Court Orders iiNet To Hand Over Sample Records Of Customers
from the privacy? dept
iiNet is the Australian ISP that has been standing up for its customers’ rights against the entertainment industry which is suing the ISP for not magically stopping copyright infringement. iiNet’s argument, from the very beginning, has been that if the entertainment industry believes that iiNet customers are breaking the law, then they should sue those customers. It shouldn’t be iiNet’s responsibility to act as the industry’s police:
They send us a list of IP addresses and say ‘this IP address was involved in a breach on this date’. We look at that say ‘well what do you want us to do with this? We can’t release the person’s details to you on the basis of an allegation and we can’t go and kick the customer off on the basis of an allegation from someone else’. So we say ‘you are alleging the person has broken the law; we’re passing it to the police. Let them deal with it’.
iiNet has also raised questions about whether or not a user making use of BitTorrent is technically violating copyright, especially since they may only be sharing a tiny fragment of a file based on the way BitTorrent works.

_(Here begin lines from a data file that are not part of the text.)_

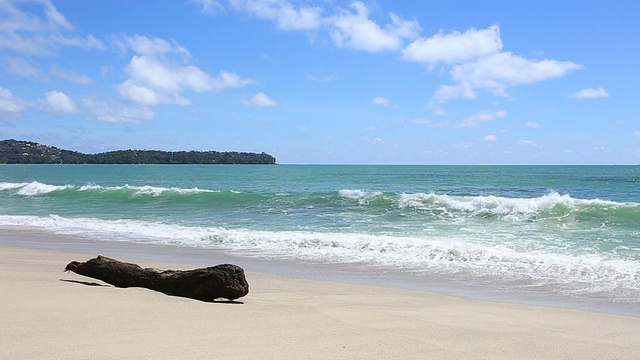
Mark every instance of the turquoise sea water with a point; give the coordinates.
(572, 232)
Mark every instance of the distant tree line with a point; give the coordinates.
(26, 152)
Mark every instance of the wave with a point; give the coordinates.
(580, 272)
(36, 188)
(426, 206)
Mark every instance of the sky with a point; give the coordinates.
(327, 81)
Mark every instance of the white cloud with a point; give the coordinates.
(527, 143)
(376, 140)
(69, 75)
(116, 112)
(209, 7)
(463, 144)
(357, 31)
(143, 45)
(590, 94)
(11, 104)
(500, 71)
(455, 47)
(36, 27)
(473, 120)
(282, 12)
(59, 102)
(429, 123)
(20, 66)
(260, 99)
(326, 78)
(380, 101)
(155, 80)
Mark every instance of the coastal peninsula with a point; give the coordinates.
(27, 152)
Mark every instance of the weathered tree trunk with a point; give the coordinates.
(206, 284)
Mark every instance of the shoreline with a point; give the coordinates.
(339, 273)
(50, 314)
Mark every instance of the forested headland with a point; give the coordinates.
(27, 152)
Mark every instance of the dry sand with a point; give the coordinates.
(48, 314)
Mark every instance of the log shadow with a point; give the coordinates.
(83, 282)
(87, 283)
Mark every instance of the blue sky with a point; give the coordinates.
(327, 81)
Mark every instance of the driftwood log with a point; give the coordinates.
(206, 284)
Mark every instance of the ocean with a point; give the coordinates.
(551, 235)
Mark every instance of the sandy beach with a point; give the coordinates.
(48, 314)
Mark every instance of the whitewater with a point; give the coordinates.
(569, 234)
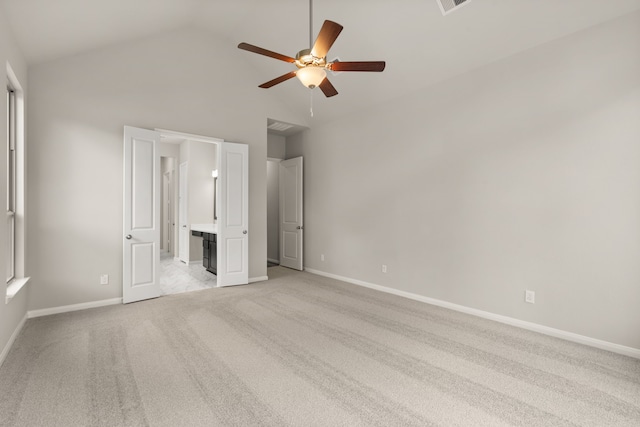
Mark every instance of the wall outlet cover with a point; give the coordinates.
(530, 297)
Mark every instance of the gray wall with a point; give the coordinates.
(276, 146)
(171, 81)
(11, 314)
(522, 174)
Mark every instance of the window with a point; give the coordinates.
(11, 183)
(15, 225)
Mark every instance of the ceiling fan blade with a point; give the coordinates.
(358, 66)
(265, 52)
(327, 88)
(282, 78)
(327, 35)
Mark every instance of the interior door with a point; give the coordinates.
(142, 223)
(183, 230)
(291, 224)
(233, 214)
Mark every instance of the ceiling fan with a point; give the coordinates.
(312, 63)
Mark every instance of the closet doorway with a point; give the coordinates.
(143, 225)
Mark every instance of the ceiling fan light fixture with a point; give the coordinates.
(311, 76)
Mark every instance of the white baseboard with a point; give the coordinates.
(557, 333)
(74, 307)
(14, 335)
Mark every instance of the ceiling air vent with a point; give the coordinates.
(279, 126)
(447, 6)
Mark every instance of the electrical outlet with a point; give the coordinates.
(530, 297)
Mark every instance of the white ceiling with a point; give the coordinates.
(421, 47)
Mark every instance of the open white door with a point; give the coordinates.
(141, 215)
(233, 215)
(183, 231)
(291, 226)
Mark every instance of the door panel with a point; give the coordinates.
(291, 213)
(233, 218)
(141, 240)
(183, 231)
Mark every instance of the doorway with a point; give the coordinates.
(145, 227)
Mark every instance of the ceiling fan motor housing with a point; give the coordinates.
(305, 58)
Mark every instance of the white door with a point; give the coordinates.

Either way, a court has now ordered iiNet to hand over a small sampling of customer data requested by the anti-piracy group AFACT, which AFACT claims will show infringing activities on the part of iiNet subscribers. Of course, it would be no surprise at all that a group of folks hand picked by the industry can be shown to be infringing. The real legal question is whether or not (a) there’s enough evidence to prove who was actually infringing and (b) more importantly, why this is iiNet’s responsibility.